Lo studio che ha analizzato il meccanismo con cui si modifica la biodiversità accanto ai ghiacciai nel momento del loro ritiro e i ricercatori (oltre a Ficetolla, Silvio Marta, Alessia Guerrieri, Mauro Gobbi, Roberto Ambrosini, Diego Fontaneto, Andrea Zerboni, Jerome Poulenard, Marco Caccianiga e ilfried Thuiller), spiegano che «A seguito dei cambiamenti climatici i ghiacciai si stanno ritirando, in tutti i continenti, con velocità crescente e possono quindi essere considerati una delle più iconiche manifestazioni del riscaldamento globale in atto. Da un punto di vista biologico i territori da cui i ghiacciai stanno scomparendo sono un perfetto laboratorio all’aria aperta utile a descrivere da chi, come, e con che tempi vengono colonizzati substrati vergini, e permettono di comprendere come si stabilisce la vita laddove prima non c’era. Batteri, funghi microscopici, insetti e ragni sono tra i primi colonizzatori, seguiti poi da muschi e piante. Sono organismi che per vivere necessitano di ambienti freddi e umidi, quindi, annualmente si trovano a dover inseguire i ghiacciai in ritiro».
Però, questi organismi stanno rispondendo diversamente agli effetti del ritiro glaciale e questo dipende dalla loro capacità di dispersione, e dalla posizione geografica dei ghiacciai: «Alcuni ghiacciai, anche nelle aree temperate, fino al secolo scorso scendevano a quote relativamente basse. In queste aree la colonizzazione da parte di piante e animali è particolarmente rapida, e in meno di un secolo si può formare una foresta dove prima non c’era che detrito roccioso: questo significa che, dove inizialmente era possibile trovare solamente piante erbacee inframezzate a detrito roccioso, col ritiro dei ghiacciai a queste piante erbacee si sono aggiunti anche arbusti e conifere, modificando visibilmente la tipologia di vegetazione inizialmente presente».

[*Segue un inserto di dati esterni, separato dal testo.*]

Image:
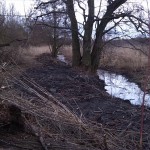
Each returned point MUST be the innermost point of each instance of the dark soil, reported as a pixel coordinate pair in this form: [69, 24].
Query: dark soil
[84, 94]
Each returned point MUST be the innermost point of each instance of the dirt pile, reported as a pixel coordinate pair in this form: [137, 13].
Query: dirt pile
[64, 108]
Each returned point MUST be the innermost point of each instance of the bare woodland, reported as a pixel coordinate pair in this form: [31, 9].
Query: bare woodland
[59, 106]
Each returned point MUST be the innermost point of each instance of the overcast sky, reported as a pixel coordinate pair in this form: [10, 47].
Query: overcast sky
[21, 6]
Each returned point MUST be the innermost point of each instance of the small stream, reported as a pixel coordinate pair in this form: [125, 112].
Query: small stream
[119, 86]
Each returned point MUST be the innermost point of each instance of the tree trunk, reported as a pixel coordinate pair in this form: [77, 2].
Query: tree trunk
[100, 31]
[96, 54]
[76, 55]
[86, 59]
[54, 45]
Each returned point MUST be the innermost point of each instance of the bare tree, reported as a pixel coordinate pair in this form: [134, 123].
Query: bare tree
[115, 13]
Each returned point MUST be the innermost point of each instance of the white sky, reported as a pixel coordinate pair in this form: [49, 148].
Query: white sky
[21, 6]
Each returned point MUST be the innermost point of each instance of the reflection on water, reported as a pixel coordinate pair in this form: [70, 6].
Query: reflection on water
[61, 58]
[119, 86]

Nelle aree vicino ai poli o nei ghiacciai alle altissime quote, la risposta della fauna è molto più lenta. All’Università Statale di Milano fanno l’esempio della piana proglaciale del Ghiacciaio dei Forni, dove, «Al posto degli alberi cent’anni fa c’era ghiaccio e con esso le specie criofile, ovvero amanti del freddo, associate, tra cui il coleottero Oreonebria castanea: questa specie ora sopravvive solo alle quote più alte dove è ancora rimasto ghiaccio, ma man mano che il ghiaccio si ritira viene meno il suo habitat».
I ghiacciai continuano a ritirarsi e molti di loro probabilmente scompariranno nei prossimi decenni. Gli autori dello studio si sono quindi chiesti quali ripercussioni potrà avere sulla perdita di biodiversità e sul funzionamento degli ecosistemi. È da qui che è nato il progetto ICE-Communities, finanziato dalla Comunità Europea, che sta studiando direttamente la colonizzazione dei terreni liberati dai ghiacciai in ritiro, analizzando ben 48 ghiacciai in tutti i continenti. Il progetto è stato possibile grazie al coinvolgimento di Parchi, Regioni, Province Autonome, Enti di Ricerca, SAT/CAI, APT locali, Collegio delle Guide Alpine e Comitato Glaciologico Italiano.